In response to the high failure rate of first-line antidepressant monotherapy, there has been an increase use of adjunctive pharmacotherapy to target specific neurotransmitter systems, which include stimulants (e.g. methylphenidate, dextroamphetamine) (Kennedy et al. 2016). Rizvi et al. (2014a) conducted a secondary analysis of osmotic-release oral system methylphenidate (OROS-MPH) to determine whether early symptomatic improvements in apathy/anhedonia predicted increased likelihood of treatment response compared to placebo. Using the Apathy Evaluation Scale (AES) , the authors determined that early improvements in apathy predicted increased likelihood of treatment response only in the active drug group and not the placebo group. These results support the notion that a personalized treatment approach may be beneficial to alleviate specific symptoms experienced by a patient, including anhedonia.

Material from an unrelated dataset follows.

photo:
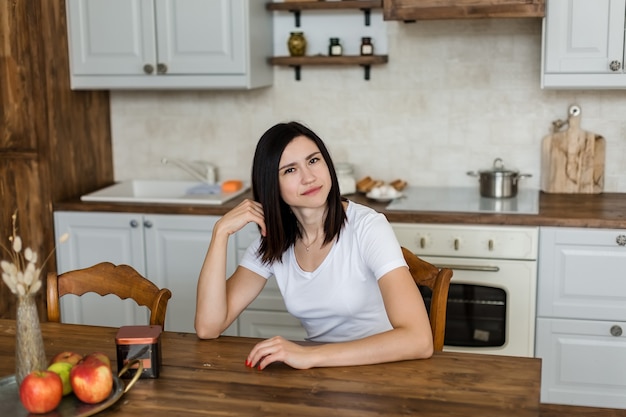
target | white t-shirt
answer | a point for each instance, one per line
(340, 300)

Deep brain stimulation (DBS) is a neurosurgical procedure that has recently been adapted for use in MDD treatment and was originally used for the treatment of pain and movement disorders (Kennedy and Giacobbe 2007). Certain brain areas associated with reward have been selected as potential targets of DBS treatment in MDD. Currently, DBS use is experimental and only conducted in severely treatment-resistant patients as it is highly invasive. In 2005, Mayberg and colleagues were the first to study the use of DBS in the subcallosal cingulate gyrus (SCG), a region of the anterior cingulate cortex (ACC) which is responsible for emotion regulation. The SCG is directly connected to the ventral striatum, nucleus accumbens, rostral portions of the prefrontal cortex and the central nuclei of the amygdala , which are areas implicated in reward processing . Dopamine receptors are also expressed in these areas, which suggest that DBS may impact dopamine activity and subsequently anhedonia. Preliminary data suggest that DBS to the SCG and nucleus accumbens has a preferential effect on mood and anhedonia symptoms (Lipsman et al. 2014; Schlaephfer et al. 2008).

Conclusion

This chapter highlighted key updates in anhedonia research and how modern definitions affected the trajectory of this research. Past constructs of anhedonia were broad and focused primarily on consummatory pleasure, which limited our understanding of the underlying neurobiology and potential development of treatment strategies. Reward processing includes interest, anticipation , motivation , effort and pleasure; a deficit in any of these facets may result in the clinical symptom of anhedonia . Behavioural tasks in tandem with neuroimaging have identified that slightly distinct pathways govern the activity of each reward facet, which underscores that anhedonia is a multi-faceted construct. This has also been reflected in the development of contemporary self-report questionnaires. There are various treatments that target anhedonia symptoms due to their effect on the dopaminergic and noradrenergic systems; however, further research is needed to elucidate the effects of conventional antidepressants on anhedonia . As our understanding of anhedonia progresses, reward processing models may be refined and allow for more personalized treatment strategies.